Fernando Zóbel Biography

Manila, 1924 - Rome, 1984

Fernando Zobel de Ayala y Montojo is one of the most important spanish painters in the 20th century. He fundamentally was dedicated to abstract painting. During the spanish civil war he was a refugee in Phillipines, where he stayed until the end of the World War II, in 1945. After this, he gained a degree on Philosophy and Literature in Harvard University, with a study on Federico Garcia Lorca.
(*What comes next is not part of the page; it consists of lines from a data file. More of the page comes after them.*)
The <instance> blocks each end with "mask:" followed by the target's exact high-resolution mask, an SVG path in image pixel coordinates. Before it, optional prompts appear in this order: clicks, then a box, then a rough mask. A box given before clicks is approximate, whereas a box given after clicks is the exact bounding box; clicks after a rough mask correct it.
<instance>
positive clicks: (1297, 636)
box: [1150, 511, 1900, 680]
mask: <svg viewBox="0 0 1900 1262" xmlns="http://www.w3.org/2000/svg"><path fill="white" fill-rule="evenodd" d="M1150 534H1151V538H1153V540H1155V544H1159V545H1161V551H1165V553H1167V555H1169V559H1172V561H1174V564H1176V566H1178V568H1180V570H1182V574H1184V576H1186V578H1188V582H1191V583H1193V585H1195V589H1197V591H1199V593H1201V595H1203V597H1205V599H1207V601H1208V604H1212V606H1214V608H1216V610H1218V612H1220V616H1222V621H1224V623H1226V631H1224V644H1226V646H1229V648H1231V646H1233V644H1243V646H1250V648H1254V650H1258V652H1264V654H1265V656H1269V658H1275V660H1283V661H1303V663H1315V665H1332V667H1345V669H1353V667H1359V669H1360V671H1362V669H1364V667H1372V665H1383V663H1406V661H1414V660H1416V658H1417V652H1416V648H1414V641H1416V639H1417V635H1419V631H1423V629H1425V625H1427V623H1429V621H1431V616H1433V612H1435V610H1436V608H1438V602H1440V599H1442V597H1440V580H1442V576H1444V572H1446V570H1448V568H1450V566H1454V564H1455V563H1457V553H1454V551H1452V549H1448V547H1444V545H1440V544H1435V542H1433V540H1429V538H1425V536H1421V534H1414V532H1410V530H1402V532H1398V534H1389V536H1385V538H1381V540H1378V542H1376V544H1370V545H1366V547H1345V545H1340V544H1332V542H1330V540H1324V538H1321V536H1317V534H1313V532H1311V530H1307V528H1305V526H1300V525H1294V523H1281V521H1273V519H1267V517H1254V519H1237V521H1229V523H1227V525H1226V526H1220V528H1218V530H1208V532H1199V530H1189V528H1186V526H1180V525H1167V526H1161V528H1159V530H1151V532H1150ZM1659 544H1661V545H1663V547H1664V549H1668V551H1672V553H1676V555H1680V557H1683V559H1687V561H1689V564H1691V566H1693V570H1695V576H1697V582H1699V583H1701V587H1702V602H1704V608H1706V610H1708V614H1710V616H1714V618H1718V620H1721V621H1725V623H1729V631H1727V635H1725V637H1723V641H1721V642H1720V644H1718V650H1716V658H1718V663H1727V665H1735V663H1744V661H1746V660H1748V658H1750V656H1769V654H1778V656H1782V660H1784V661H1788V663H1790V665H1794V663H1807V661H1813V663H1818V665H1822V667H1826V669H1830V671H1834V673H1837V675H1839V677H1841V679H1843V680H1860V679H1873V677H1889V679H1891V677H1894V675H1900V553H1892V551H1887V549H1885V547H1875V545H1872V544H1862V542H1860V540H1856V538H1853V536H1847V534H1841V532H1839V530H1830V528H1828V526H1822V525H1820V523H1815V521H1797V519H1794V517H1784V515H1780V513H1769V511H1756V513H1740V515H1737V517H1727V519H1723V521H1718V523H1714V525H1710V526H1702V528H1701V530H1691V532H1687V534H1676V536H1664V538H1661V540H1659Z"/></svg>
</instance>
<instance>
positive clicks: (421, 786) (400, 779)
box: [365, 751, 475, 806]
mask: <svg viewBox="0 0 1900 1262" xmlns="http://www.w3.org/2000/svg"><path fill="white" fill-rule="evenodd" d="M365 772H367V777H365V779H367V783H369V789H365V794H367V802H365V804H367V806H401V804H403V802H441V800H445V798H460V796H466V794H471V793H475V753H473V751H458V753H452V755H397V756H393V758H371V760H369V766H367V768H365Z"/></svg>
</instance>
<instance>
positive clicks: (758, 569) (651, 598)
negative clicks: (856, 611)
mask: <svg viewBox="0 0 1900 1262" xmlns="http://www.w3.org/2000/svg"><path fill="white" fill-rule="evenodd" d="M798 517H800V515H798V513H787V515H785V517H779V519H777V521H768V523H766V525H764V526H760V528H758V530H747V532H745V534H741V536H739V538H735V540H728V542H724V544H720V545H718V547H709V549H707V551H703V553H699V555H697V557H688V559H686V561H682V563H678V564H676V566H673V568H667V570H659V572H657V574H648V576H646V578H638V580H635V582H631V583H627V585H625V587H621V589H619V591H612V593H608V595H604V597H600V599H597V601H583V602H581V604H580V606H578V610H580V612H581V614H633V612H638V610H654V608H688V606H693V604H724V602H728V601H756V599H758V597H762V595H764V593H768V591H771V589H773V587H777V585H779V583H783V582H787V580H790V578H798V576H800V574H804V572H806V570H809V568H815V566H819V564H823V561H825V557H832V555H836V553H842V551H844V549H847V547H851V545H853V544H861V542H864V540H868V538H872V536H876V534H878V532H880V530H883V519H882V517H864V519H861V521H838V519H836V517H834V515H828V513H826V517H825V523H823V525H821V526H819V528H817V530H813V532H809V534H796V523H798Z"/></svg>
In this period he was more and more interested in painting and actually started painting since 1942, when he had to stay in bed for some time due to a back injury.

His first show was held in Boston, in 1951 and then in Manila, in 1952. One of the main artistic influences of that period was Mark Rothko, along with photography and its infinite possibilities.

In 1955 he travelled to Spain (from where he had left at the beginning of the civil war) and there he met the avant gard artists of the time: Luis Feito, Antonio Lorenzo, Gerardo Rueda... nevertheless, he still lived in Phillipines, where even the Universidad de Manila grants him a doctorate honoris causa.

From the sixties, he begins an evolution as a painter, developing his characteristic style, in which the japanese handwriting represents one of the main topics. Zobel's paintings have a simple and spontaneous appareance, even though they're created after a detailed study and perfect planning.

In 1963 he visited Cuenca, alongside his great friend Gustavo Torner and with him and Gerardo Rueda they founded the Museo de Arte Abstracto Español in the Casas Colgadas, possibly the most emblematic place in the city. In it, beside the work of the three founders, reside pieces by Millares, Chirino, Lorenzo, Sempere, Saura, etc.

Fernando Zobel's prestige as a painter is immense and his pieces hang in the world's most important museums. He participated in more than 150 group exhibitios and more than 40 solo shows.